Tuesday, August 1, 2017

The Nuts and Bolts of Well Testing

Well testing is a dynamic process. At its simplest, a test discovers if a formation can flow and permits sampling of the produced fluid. Analysis can yield further information like the extent of formation damage near the borehole, reservoir permeability and heterogeneity, and initial productivity index. For this , engineers induce pressure transients by changing the rate that formation fluids enter the borehole and recording the resulting downhole pressure versus time. Transient tests can also reveal the reservoir's areal extent and vertical layering. 

Testing hardware has to perform a range of tasks. First, the formation being tested must flow. If the well has not already been completed, it needs to be temporarily completed-that is, to have a packer set above the test zone to isolate it from the wellbore fluid's hydrostatic pressure. 

To induce pressure transients, the engineer needs to control the well. The easiest method is surface shut-in. But during pressure buildup, the column of fluid between the point of shut-in and the formation has to be compressed by inflowing formation fluid-the so called wellbore storage effect. Data analysis usually requires that pressure be recorded until wellbore storage no longer dominates. 
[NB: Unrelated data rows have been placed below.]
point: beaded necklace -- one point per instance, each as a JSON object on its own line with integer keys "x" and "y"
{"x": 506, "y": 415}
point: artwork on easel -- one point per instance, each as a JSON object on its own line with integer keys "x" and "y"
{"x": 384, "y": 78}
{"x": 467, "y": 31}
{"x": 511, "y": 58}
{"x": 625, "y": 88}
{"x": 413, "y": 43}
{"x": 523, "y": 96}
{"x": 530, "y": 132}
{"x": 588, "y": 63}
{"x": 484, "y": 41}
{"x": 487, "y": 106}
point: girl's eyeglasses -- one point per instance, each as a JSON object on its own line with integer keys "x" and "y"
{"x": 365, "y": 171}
When the wellbore volume is large (as in deep or horizontal wells) or the wellbore fluids highly compressible (as in gas wells), the wellbore storage effect cant last a prohibitevely long time. One way to minimize wellbore storage places a test valve downhole, as close as possible to the formation. Pressure gauges must be located below this test valve. 

Data gathering is not an exclusively downhole activity. On surface, after the fluid has been controlled and separated, flow rate can be measured. Taking a sample of the produced fluid is also important. Detailed analysis of samples not only sheds light on the composition of the produced fluid but also offers insight into the reservoir itself. The dynamic performace of a reservoir is both a function of the formation and the formation fluid. 

Openhole Testing- The first tests were conducted in open hole with the tools conveyed into the well on drillpipe-openhole drillstem test (DSTs). while the earliest DST hardware back to Johnston tools of the 1920s, the modern era of testing really started in 1950s. Then, multiflow evaluation tools were introduced, making possible repeated flow and shut-in cycles rather than the single flow and buildup offered before.

Today, multiflow evaluation tools are still used in the majority of openhole DSTs. If hdyrocarbons are detected in either cores or cuttings during drilling or indicated by logs, a DST may be used to rapidly assess the production potential of the formation. Drilling information or a wireline caliper log are used to locate a suitable packer seat- a section of openhole that is in gauge and looks capable of facilitating a good seal. The test string is designed so that the packer is opposite its seat when the perforated anchor is at the bottom of the well. 

The packer is traditionally a solid unit of rubber that expands when some of the weight of the string is set down onto the anchor. The test valve is also opened and closed by setting down and picking up on the string. Therefore, to ensure that pipe manipulation does not unset the packer, a tool above it hydraulically maintains the downward force. The packer can be unset only by an extended pull for several minutes. After the test has been completed and the test string pulled out of hole, drilling continues and the process can be repeated on subsequent hydrocarbon shows.